Una nuova ricerca suggerisce che diventare un volontario più tardi nella vita può portare a una buona salute mentale e benessere.

I ricercatori dell'Università di Southampton e dell'Università di Birmingham hanno scoperto che i benefici non sono stati sperimentati tra le persone prima dei 40 anni. Ciò suggerisce che l'associazione benefica con il volontariato potrebbe essere più forte in determinate fasi della vita.

I ricercatori hanno esaminato oltre 66.000 risposte di adulti britannici alle domande poste tramite il British Household Panel Survey (BHPS), ora parte dello studio longitudinale delle famiglie del Regno Unito chiamato Understanding Society.

L'indagine originale, che si è svolta tra il 1991-2008, ha posto una serie di domande sulle attività del tempo libero, compresa la portata del volontariato formale. Il sondaggio includeva anche un proxy convalidato che indica salute mentale / benessere emotivo noto come GHQ-12.

Circa il 21% degli intervistati ha affermato di aver svolto una sorta di attività di volontariato formale con donne che tendevano a fare volontariato più degli uomini.

In tutto il campione, il punteggio GHQ medio era il migliore (il più basso) tra coloro che erano volontari frequenti e il peggiore (il più alto) tra coloro che non si erano mai offerti volontari.

Quando l'età è stata presa in considerazione dal team di ricerca, l'associazione positiva tra volontariato, buona salute mentale e benessere emotivo è diventata evidente intorno ai 40 anni e ha continuato fino alla vecchiaia (80+).

"L'azione volontaria potrebbe fornire a questi gruppi maggiori opportunità per attività benefiche e contatti sociali, che a loro volta possono avere effetti protettivi sullo stato di salute", ha affermato la dottoressa Faiza Tabassum, ricercatrice in visita presso l'Università di Southampton.

"In particolare, con l'invecchiamento della popolazione, è imperativo sviluppare un'efficace promozione della salute per questo ultimo terzo della vita, in modo che coloro che vivono più a lungo siano più sani".

Lo studio è pubblicato nel BMJ Open online.

I ricercatori hanno anche scoperto che coloro che non si erano mai offerti volontari avevano livelli inferiori di benessere emotivo, a partire dalla mezza età e continuando fino alla vecchiaia rispetto a coloro che si erano offerti volontari.

Ricerche precedenti hanno indicato che il volontariato in età avanzata è associato a una migliore salute mentale e fisica, ma non era chiaro se questo si estenda ad altri gruppi di età fino ad ora.

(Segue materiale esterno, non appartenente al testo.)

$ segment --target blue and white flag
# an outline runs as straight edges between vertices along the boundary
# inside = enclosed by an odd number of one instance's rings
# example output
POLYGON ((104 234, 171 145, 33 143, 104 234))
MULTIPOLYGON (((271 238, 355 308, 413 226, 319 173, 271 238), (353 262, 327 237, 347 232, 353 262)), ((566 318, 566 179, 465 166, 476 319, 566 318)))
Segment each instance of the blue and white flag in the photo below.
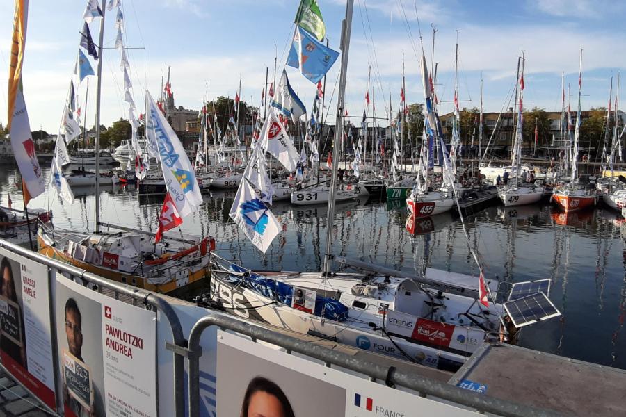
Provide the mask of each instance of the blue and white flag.
POLYGON ((296 95, 296 92, 289 84, 287 71, 282 70, 282 76, 276 85, 276 92, 271 101, 272 107, 278 109, 288 117, 297 120, 300 116, 306 114, 307 109, 304 104, 296 95))
POLYGON ((85 22, 91 23, 95 18, 102 17, 102 10, 98 4, 98 0, 87 0, 87 7, 85 8, 85 14, 83 15, 85 22))
POLYGON ((180 217, 185 217, 195 211, 202 203, 193 165, 150 94, 146 91, 145 95, 148 106, 145 115, 148 142, 156 142, 159 147, 159 160, 168 192, 174 200, 180 217))
POLYGON ((91 32, 89 31, 89 25, 86 22, 83 25, 83 31, 81 32, 81 46, 85 48, 87 54, 92 56, 93 59, 98 60, 98 51, 91 38, 91 32))
POLYGON ((250 180, 250 182, 259 189, 262 200, 268 204, 272 204, 274 188, 272 186, 272 181, 267 174, 265 151, 261 148, 258 142, 250 157, 250 161, 248 161, 248 165, 243 172, 243 178, 250 180))
POLYGON ((245 178, 239 184, 228 215, 264 254, 280 230, 276 218, 245 178))
POLYGON ((79 49, 79 56, 76 61, 76 68, 74 72, 78 75, 79 82, 82 83, 83 79, 88 75, 95 75, 91 63, 83 51, 79 49))
POLYGON ((339 52, 321 44, 315 37, 298 26, 287 57, 287 65, 300 68, 302 74, 317 83, 328 72, 339 52))

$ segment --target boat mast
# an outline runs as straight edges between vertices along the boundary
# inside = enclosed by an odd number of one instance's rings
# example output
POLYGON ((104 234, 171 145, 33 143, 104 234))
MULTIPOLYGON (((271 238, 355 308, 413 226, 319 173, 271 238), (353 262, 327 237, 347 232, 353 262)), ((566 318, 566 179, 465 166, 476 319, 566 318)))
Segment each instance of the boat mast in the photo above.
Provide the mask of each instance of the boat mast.
MULTIPOLYGON (((346 72, 348 69, 348 53, 350 49, 350 35, 352 29, 352 11, 354 6, 354 0, 347 0, 346 4, 346 17, 342 25, 342 67, 339 70, 339 94, 337 102, 337 120, 335 123, 335 140, 334 147, 338 149, 339 140, 342 138, 342 131, 337 126, 343 125, 344 112, 346 104, 346 72)), ((335 219, 335 197, 337 190, 337 170, 339 165, 337 158, 332 158, 332 176, 330 177, 330 195, 328 199, 328 216, 326 222, 326 251, 324 254, 323 276, 328 277, 330 271, 330 254, 331 238, 332 236, 332 224, 335 219)))
POLYGON ((481 114, 479 116, 479 168, 483 162, 483 155, 481 148, 483 145, 483 76, 481 75, 481 114))
POLYGON ((96 152, 96 197, 95 197, 95 232, 100 231, 100 93, 102 86, 102 42, 104 39, 104 13, 105 6, 106 6, 106 0, 102 0, 102 6, 101 11, 102 12, 102 18, 100 20, 100 35, 98 40, 98 83, 96 88, 96 138, 95 138, 95 152, 96 152))

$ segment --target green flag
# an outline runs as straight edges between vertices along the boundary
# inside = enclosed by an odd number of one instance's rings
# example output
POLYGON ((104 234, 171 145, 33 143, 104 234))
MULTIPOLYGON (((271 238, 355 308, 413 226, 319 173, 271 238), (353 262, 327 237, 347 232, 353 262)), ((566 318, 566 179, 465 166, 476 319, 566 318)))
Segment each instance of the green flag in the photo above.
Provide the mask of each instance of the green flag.
POLYGON ((298 13, 296 14, 295 23, 304 30, 312 33, 320 41, 324 40, 326 27, 321 12, 317 5, 317 0, 302 0, 298 13))

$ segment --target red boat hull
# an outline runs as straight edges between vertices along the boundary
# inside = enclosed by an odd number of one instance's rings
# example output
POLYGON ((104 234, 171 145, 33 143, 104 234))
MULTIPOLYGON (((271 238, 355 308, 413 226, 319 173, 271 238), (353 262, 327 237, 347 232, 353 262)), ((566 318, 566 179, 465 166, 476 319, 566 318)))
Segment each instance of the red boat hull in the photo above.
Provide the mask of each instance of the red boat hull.
POLYGON ((567 212, 582 210, 595 204, 595 197, 593 195, 552 195, 552 200, 567 212))

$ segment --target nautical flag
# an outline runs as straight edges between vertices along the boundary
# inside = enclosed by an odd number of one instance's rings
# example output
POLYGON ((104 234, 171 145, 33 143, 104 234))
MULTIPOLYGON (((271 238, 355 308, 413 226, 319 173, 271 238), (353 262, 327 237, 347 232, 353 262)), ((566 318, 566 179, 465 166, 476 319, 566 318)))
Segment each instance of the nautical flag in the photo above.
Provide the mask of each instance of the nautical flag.
POLYGON ((339 52, 319 43, 310 33, 296 28, 287 65, 299 68, 303 76, 317 84, 339 56, 339 52))
POLYGON ((159 149, 159 160, 163 170, 168 192, 176 204, 181 217, 195 211, 202 203, 193 172, 193 166, 185 152, 182 144, 174 133, 165 116, 159 111, 156 104, 146 91, 147 114, 146 115, 146 136, 148 149, 150 143, 156 143, 159 149))
POLYGON ((285 116, 297 120, 307 113, 304 104, 296 95, 296 92, 289 84, 289 79, 287 78, 287 71, 282 70, 282 76, 280 81, 276 85, 278 94, 272 99, 271 106, 282 112, 285 116))
POLYGON ((78 75, 79 83, 83 82, 83 80, 88 75, 95 75, 89 59, 80 49, 79 49, 79 56, 77 58, 76 68, 74 72, 78 75))
POLYGON ((369 397, 361 398, 361 394, 354 394, 354 406, 359 408, 364 408, 371 411, 374 408, 374 400, 369 397))
POLYGON ((52 167, 50 170, 50 185, 55 190, 56 194, 62 199, 70 203, 74 202, 74 193, 67 183, 67 180, 63 176, 63 166, 70 162, 67 156, 67 148, 61 135, 56 138, 56 145, 54 147, 54 156, 52 158, 52 167), (64 162, 64 160, 67 162, 64 162))
POLYGON ((159 229, 156 229, 156 235, 154 236, 154 243, 159 243, 161 241, 163 233, 181 224, 182 224, 182 218, 176 208, 176 204, 172 196, 168 193, 166 194, 163 207, 161 208, 161 214, 159 215, 159 229))
POLYGON ((271 204, 274 195, 274 188, 272 181, 267 174, 267 161, 265 159, 265 151, 257 143, 248 161, 248 165, 243 172, 243 178, 250 180, 261 192, 261 199, 271 204))
POLYGON ((29 112, 24 100, 22 85, 22 65, 26 43, 28 8, 28 1, 15 1, 7 106, 7 127, 11 137, 11 147, 19 173, 22 174, 22 186, 26 186, 23 187, 24 207, 28 205, 31 197, 37 197, 45 189, 41 168, 35 153, 35 142, 31 138, 29 112))
POLYGON ((278 221, 243 179, 228 215, 259 250, 267 252, 280 231, 278 221))
POLYGON ((120 7, 122 6, 122 0, 109 0, 109 4, 106 5, 106 10, 111 11, 114 7, 120 7))
POLYGON ((102 10, 98 4, 98 0, 87 0, 87 7, 85 8, 85 14, 83 15, 85 22, 91 23, 94 18, 102 17, 102 10))
POLYGON ((326 27, 317 0, 302 0, 294 23, 314 35, 318 40, 324 40, 326 27))
POLYGON ((481 271, 481 275, 479 277, 479 301, 485 307, 489 306, 489 301, 487 300, 487 295, 489 290, 487 288, 487 284, 485 283, 485 275, 481 271))
POLYGON ((296 170, 299 158, 298 151, 272 108, 263 124, 260 140, 263 149, 271 154, 288 171, 296 170))
POLYGON ((83 25, 83 31, 81 32, 81 46, 85 48, 87 53, 93 57, 93 59, 98 60, 98 51, 96 49, 95 44, 91 38, 91 33, 89 31, 89 25, 87 22, 83 25))

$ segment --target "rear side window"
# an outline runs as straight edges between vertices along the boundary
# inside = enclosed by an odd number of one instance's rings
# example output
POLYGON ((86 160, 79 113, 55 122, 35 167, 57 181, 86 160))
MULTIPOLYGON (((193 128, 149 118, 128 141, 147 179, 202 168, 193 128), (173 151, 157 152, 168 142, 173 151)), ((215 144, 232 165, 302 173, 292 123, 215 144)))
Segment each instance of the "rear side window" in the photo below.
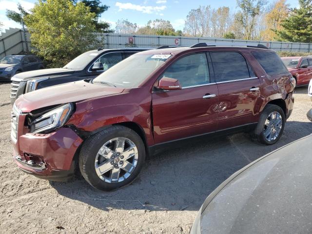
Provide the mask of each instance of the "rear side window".
POLYGON ((37 59, 35 57, 28 57, 29 62, 37 62, 37 59))
POLYGON ((252 52, 253 55, 268 75, 288 73, 288 70, 276 53, 252 52))
POLYGON ((254 77, 243 56, 238 52, 210 52, 216 82, 230 81, 254 77))

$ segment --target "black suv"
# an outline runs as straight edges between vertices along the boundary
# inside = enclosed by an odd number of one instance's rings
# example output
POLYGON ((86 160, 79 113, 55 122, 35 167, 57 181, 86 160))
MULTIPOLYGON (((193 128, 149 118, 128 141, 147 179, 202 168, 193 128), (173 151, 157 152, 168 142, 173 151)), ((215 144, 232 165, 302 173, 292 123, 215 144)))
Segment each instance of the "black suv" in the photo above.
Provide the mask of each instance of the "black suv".
POLYGON ((31 55, 12 55, 0 59, 0 80, 10 81, 15 74, 44 68, 38 56, 31 55))
POLYGON ((148 48, 129 48, 91 50, 79 55, 62 68, 19 74, 12 78, 11 103, 19 96, 37 89, 93 78, 132 55, 148 48))

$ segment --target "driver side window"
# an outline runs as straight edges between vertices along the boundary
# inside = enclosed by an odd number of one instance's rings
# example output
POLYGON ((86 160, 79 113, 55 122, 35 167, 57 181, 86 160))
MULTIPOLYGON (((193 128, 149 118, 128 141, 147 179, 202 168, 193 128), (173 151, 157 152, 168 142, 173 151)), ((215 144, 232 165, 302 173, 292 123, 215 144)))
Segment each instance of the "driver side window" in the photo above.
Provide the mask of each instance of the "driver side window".
POLYGON ((166 70, 161 78, 163 77, 178 80, 182 88, 209 83, 206 54, 193 54, 179 59, 166 70))
POLYGON ((99 58, 95 62, 101 62, 104 70, 106 71, 122 60, 121 53, 110 53, 99 58))

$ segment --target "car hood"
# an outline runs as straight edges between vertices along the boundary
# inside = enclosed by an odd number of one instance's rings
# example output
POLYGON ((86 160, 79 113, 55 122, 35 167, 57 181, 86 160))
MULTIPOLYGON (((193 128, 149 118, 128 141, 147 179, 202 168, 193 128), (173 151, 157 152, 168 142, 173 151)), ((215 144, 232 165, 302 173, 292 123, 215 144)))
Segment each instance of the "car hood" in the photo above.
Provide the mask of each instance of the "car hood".
POLYGON ((0 63, 0 68, 6 68, 7 67, 11 67, 12 66, 16 66, 16 65, 17 64, 0 63))
POLYGON ((123 90, 80 80, 28 93, 19 98, 15 104, 23 112, 29 112, 47 106, 119 94, 123 90))
POLYGON ((311 145, 312 135, 234 174, 204 203, 201 233, 310 232, 311 145))
POLYGON ((36 78, 71 74, 74 72, 75 71, 72 70, 65 68, 50 68, 22 72, 16 75, 14 77, 14 78, 21 79, 22 81, 26 81, 36 78))

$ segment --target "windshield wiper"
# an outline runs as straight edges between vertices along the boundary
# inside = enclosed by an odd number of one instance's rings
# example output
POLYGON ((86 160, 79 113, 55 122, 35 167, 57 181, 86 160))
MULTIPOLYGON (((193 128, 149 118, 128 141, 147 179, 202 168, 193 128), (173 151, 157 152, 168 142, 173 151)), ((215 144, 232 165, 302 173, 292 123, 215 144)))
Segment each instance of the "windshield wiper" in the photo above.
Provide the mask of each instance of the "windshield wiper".
POLYGON ((110 83, 109 82, 98 81, 97 80, 94 81, 94 80, 92 80, 92 82, 93 83, 99 83, 100 84, 106 84, 106 85, 108 85, 109 86, 117 87, 117 86, 116 86, 115 85, 112 84, 112 83, 110 83))

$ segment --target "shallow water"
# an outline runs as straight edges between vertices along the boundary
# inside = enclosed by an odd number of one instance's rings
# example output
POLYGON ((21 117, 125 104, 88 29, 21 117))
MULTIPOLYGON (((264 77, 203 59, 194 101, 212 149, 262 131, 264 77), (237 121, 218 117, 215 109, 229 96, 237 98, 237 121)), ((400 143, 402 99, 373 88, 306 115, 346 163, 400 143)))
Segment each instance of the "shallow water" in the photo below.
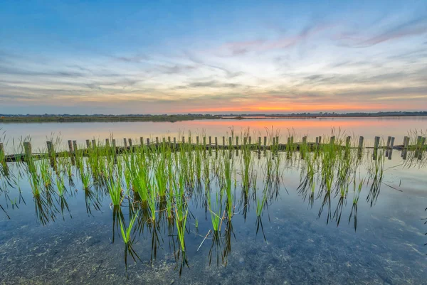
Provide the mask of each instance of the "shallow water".
MULTIPOLYGON (((368 159, 371 156, 367 154, 368 159)), ((203 242, 212 228, 204 183, 193 190, 185 237, 189 268, 184 267, 181 276, 181 264, 174 255, 179 247, 176 230, 173 226, 168 230, 166 220, 159 218, 157 227, 142 224, 141 232, 135 233, 133 248, 141 261, 128 257, 126 270, 125 245, 117 229, 112 242, 113 211, 107 195, 100 195, 100 210, 89 203, 88 213, 85 193, 76 183, 66 198, 69 211, 61 211, 54 202, 46 208, 52 215, 41 220, 23 177, 21 197, 19 189, 10 188, 0 196, 10 217, 0 210, 0 284, 425 284, 425 163, 416 161, 409 167, 394 151, 393 158, 385 161, 381 191, 372 205, 369 184, 364 185, 355 229, 354 219, 349 221, 352 194, 338 224, 334 212, 339 197, 332 195, 330 210, 327 205, 320 213, 322 197, 310 205, 297 190, 303 163, 297 160, 285 166, 285 161, 280 179, 269 188, 258 232, 253 192, 242 194, 238 173, 233 188, 236 213, 231 222, 223 224, 219 243, 213 243, 212 235, 203 242), (156 235, 158 239, 153 239, 156 235)), ((14 166, 10 165, 12 172, 14 166)), ((262 163, 257 167, 261 172, 262 163)), ((259 178, 256 190, 262 191, 264 185, 259 178)), ((211 187, 216 190, 215 183, 211 187)), ((122 208, 128 220, 129 208, 122 208)))

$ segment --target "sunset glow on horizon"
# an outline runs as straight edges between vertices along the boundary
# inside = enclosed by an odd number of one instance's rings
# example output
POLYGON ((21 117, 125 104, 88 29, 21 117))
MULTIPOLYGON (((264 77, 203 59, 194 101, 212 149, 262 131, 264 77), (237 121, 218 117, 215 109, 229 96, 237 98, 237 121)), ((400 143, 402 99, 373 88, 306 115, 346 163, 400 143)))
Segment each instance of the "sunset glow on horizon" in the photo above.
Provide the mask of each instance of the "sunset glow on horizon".
POLYGON ((0 114, 427 109, 426 1, 19 2, 0 114))

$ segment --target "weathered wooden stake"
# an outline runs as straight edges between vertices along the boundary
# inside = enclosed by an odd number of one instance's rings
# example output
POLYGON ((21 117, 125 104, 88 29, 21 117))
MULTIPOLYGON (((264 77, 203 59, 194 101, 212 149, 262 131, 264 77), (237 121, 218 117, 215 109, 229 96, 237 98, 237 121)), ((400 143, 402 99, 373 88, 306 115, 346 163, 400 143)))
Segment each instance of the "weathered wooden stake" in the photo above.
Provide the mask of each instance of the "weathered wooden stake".
POLYGON ((374 149, 378 149, 379 146, 379 136, 375 136, 375 140, 374 141, 374 149))
POLYGON ((74 153, 74 150, 73 149, 73 141, 68 141, 68 149, 70 150, 70 154, 73 154, 74 153))
POLYGON ((23 150, 25 151, 25 157, 26 159, 31 158, 33 156, 33 151, 31 149, 31 143, 29 141, 25 141, 23 143, 23 150))
POLYGON ((421 138, 421 141, 420 142, 420 149, 418 154, 418 159, 421 160, 423 158, 423 151, 424 151, 424 144, 426 143, 426 138, 421 138))
POLYGON ((331 136, 330 143, 331 146, 333 146, 335 144, 335 136, 331 136))
MULTIPOLYGON (((126 141, 126 139, 125 139, 125 141, 126 141)), ((112 144, 112 154, 114 155, 114 163, 117 163, 117 151, 116 149, 115 139, 111 140, 111 144, 112 144)))
POLYGON ((362 136, 359 137, 359 149, 363 149, 363 141, 364 138, 362 136))
POLYGON ((77 141, 73 141, 73 149, 74 149, 74 154, 77 154, 77 141))
POLYGON ((391 142, 391 136, 387 137, 387 149, 390 148, 390 143, 391 142))
POLYGON ((347 139, 345 139, 345 147, 346 148, 349 148, 350 147, 350 142, 352 141, 352 137, 350 136, 347 136, 347 139))

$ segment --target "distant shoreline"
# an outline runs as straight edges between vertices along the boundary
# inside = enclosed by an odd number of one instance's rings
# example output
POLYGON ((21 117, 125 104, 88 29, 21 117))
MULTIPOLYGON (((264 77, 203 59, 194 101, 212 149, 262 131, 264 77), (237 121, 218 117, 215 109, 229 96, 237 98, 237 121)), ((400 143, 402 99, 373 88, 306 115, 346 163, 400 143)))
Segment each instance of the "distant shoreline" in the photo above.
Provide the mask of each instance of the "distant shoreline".
POLYGON ((361 114, 177 114, 177 115, 1 115, 0 123, 48 122, 168 122, 204 119, 301 119, 332 118, 404 118, 427 117, 427 112, 381 112, 361 114))

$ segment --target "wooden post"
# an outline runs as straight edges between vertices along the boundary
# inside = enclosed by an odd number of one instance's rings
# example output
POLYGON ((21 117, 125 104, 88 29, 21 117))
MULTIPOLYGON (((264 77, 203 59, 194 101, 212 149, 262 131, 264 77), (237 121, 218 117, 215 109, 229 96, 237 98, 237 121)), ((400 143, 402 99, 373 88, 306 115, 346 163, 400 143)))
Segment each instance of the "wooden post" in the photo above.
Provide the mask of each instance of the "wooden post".
POLYGON ((26 159, 29 159, 33 156, 33 151, 31 149, 31 143, 29 141, 25 141, 23 143, 23 150, 25 151, 26 159))
POLYGON ((363 149, 363 141, 364 138, 362 136, 359 137, 359 149, 363 149))
POLYGON ((350 147, 350 142, 352 141, 352 137, 350 136, 348 136, 347 137, 347 139, 345 139, 345 147, 346 148, 349 148, 350 147))
MULTIPOLYGON (((125 139, 125 141, 126 141, 126 139, 125 139)), ((111 141, 111 143, 112 144, 112 154, 114 155, 114 163, 117 163, 117 151, 116 150, 115 139, 112 139, 111 141)))
POLYGON ((390 143, 391 142, 391 136, 387 137, 387 149, 390 148, 390 143))
POLYGON ((73 149, 73 141, 68 141, 68 149, 70 150, 70 154, 73 154, 74 153, 74 150, 73 149))
POLYGON ((357 150, 357 158, 359 159, 362 158, 362 149, 363 149, 363 141, 364 141, 364 137, 360 136, 359 137, 359 146, 358 146, 358 150, 357 150))
POLYGON ((53 144, 52 144, 52 141, 47 141, 46 145, 48 146, 48 154, 49 156, 51 156, 53 154, 53 144))
POLYGON ((409 138, 408 136, 404 137, 404 149, 408 149, 409 144, 409 138))
POLYGON ((424 151, 424 144, 426 143, 426 138, 421 138, 421 141, 420 142, 420 149, 418 154, 418 159, 419 161, 423 158, 423 151, 424 151))
POLYGON ((378 149, 379 146, 379 136, 375 136, 375 140, 374 141, 374 149, 378 149))
POLYGON ((390 139, 390 145, 389 145, 390 150, 388 151, 389 153, 387 154, 388 154, 387 157, 389 158, 389 160, 391 159, 391 156, 393 154, 393 146, 394 145, 394 136, 392 136, 390 139))
POLYGON ((77 154, 77 141, 73 141, 73 149, 74 149, 74 154, 77 154))

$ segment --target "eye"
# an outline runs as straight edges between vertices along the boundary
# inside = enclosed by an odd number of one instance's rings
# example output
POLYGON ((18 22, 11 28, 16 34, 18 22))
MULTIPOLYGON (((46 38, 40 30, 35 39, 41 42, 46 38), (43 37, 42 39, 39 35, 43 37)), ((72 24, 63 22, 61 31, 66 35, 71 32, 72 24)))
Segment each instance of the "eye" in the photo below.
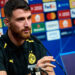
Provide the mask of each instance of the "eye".
POLYGON ((31 19, 31 16, 29 16, 27 19, 31 19))

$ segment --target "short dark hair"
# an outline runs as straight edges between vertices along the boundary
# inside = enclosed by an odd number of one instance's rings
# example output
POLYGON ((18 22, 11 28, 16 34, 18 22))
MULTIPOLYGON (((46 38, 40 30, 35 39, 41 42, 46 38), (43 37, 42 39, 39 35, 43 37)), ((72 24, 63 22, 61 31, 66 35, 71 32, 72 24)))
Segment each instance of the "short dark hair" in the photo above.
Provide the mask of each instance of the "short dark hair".
POLYGON ((8 0, 8 2, 4 6, 5 16, 11 17, 13 10, 19 8, 30 10, 30 6, 25 0, 8 0))

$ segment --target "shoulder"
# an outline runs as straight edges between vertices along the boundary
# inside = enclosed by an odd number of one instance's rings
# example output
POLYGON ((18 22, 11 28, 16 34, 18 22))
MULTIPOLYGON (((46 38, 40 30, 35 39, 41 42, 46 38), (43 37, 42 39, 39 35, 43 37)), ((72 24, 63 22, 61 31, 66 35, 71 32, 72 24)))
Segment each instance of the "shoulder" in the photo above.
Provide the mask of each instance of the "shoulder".
POLYGON ((5 37, 5 35, 2 35, 2 36, 0 37, 0 50, 1 50, 2 48, 4 48, 4 45, 5 45, 4 37, 5 37))

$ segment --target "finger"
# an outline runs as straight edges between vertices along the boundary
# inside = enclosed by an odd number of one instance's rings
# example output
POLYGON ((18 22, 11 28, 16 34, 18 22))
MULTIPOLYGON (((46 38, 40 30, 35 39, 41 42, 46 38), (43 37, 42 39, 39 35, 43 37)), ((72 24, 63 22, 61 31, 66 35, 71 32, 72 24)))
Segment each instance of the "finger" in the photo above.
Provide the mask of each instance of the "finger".
POLYGON ((53 72, 53 68, 52 67, 46 67, 46 68, 42 68, 44 71, 46 72, 53 72))
POLYGON ((51 62, 51 61, 56 61, 53 59, 53 56, 45 56, 42 59, 38 61, 38 63, 45 63, 45 62, 51 62))
POLYGON ((51 63, 45 63, 45 64, 37 64, 37 67, 41 67, 41 68, 44 68, 44 67, 53 67, 55 68, 56 66, 51 64, 51 63))

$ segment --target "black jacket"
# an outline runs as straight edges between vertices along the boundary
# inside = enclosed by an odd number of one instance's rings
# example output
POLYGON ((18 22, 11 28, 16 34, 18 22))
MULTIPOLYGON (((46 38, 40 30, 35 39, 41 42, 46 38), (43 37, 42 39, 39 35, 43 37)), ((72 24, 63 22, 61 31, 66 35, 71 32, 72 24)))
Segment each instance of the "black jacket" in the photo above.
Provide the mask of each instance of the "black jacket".
POLYGON ((26 75, 30 73, 28 65, 36 64, 45 55, 46 49, 32 35, 19 47, 10 41, 7 34, 0 38, 0 71, 6 71, 7 75, 26 75))

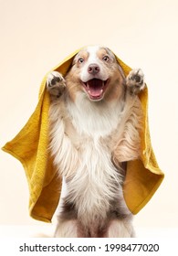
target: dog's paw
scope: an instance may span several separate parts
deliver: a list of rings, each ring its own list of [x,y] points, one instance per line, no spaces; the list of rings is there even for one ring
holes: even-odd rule
[[[53,98],[59,98],[66,88],[63,76],[58,71],[52,71],[47,78],[47,90]]]
[[[126,78],[126,85],[131,95],[138,94],[145,87],[144,74],[141,69],[132,69]]]

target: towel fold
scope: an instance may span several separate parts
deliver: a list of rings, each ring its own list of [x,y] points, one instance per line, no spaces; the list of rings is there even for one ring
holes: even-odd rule
[[[69,55],[52,70],[65,76],[79,51]],[[127,76],[131,69],[117,56],[116,59]],[[24,166],[29,187],[30,216],[50,222],[60,197],[62,178],[58,175],[47,151],[50,99],[46,90],[46,80],[47,75],[40,86],[39,100],[35,112],[17,135],[2,149],[17,158]],[[126,204],[133,214],[137,214],[147,204],[164,177],[151,144],[147,87],[139,97],[143,112],[143,132],[141,134],[143,150],[140,160],[128,162],[123,185]]]

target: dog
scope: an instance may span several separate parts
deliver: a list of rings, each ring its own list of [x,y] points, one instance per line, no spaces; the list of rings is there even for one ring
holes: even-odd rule
[[[141,69],[125,77],[98,46],[81,49],[65,77],[47,75],[49,151],[66,186],[55,237],[134,237],[122,185],[127,161],[140,157],[144,87]]]

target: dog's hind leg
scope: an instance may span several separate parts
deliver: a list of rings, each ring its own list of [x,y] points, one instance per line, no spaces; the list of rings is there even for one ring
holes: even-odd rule
[[[78,220],[59,220],[56,228],[55,238],[78,238]]]

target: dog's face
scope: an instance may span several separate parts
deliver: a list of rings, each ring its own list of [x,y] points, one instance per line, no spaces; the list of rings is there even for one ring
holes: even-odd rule
[[[109,48],[89,47],[75,56],[66,80],[73,100],[80,92],[93,101],[110,101],[122,94],[124,74]]]

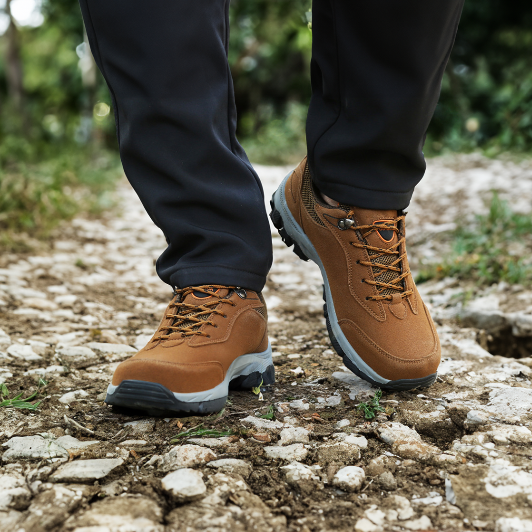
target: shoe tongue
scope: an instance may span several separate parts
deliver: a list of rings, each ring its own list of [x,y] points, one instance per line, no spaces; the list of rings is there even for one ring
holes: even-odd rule
[[[229,293],[229,288],[214,288],[209,286],[202,286],[200,288],[212,292],[216,295],[211,295],[200,292],[199,290],[194,290],[187,295],[187,296],[183,300],[183,302],[189,303],[193,305],[203,305],[207,302],[212,301],[213,300],[225,297]],[[218,297],[216,297],[217,296]]]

Tabassum ha aggiunto: “Il volontariato può anche fornire un senso di scopo, in particolare per quelle persone che hanno perso i loro guadagni, perché il volontariato regolare aiuta a contribuire al mantenimento delle reti sociali, e questo è particolarmente vero per le persone anziane che spesso vivono in isolamento. "

I risultati sono rimasti veri anche dopo aver preso in considerazione una serie di fattori potenzialmente influenti, tra cui lo stato civile, il livello di istruzione e la classe sociale.

I ricercatori non sono stati in grado di valutare la portata del volontariato "informale", come aiutare i vicini, quindi non sono riusciti a cogliere l'intero spettro delle attività di volontariato.

"Proprio come le opportunità di impegno nel volontariato possono essere fornite e sostenute è una sfida considerevole al momento attuale, a causa delle pressioni dell'austerità, mentre la distribuzione di organizzazioni di volontariato significa che le opportunità di partecipazione non sono sempre disponibili ovunque", ha detto il professor John Mohan, vicedirettore del Third Sector Research Centre presso l'Università di Birmingham.

"Ma questo studio suggerisce che dovremmo prestare attenzione alla diversità di esperienza delle persone nel corso della loro vita, e non solo assumere acriticamente che il volontariato ha benefici per tutti, ovunque".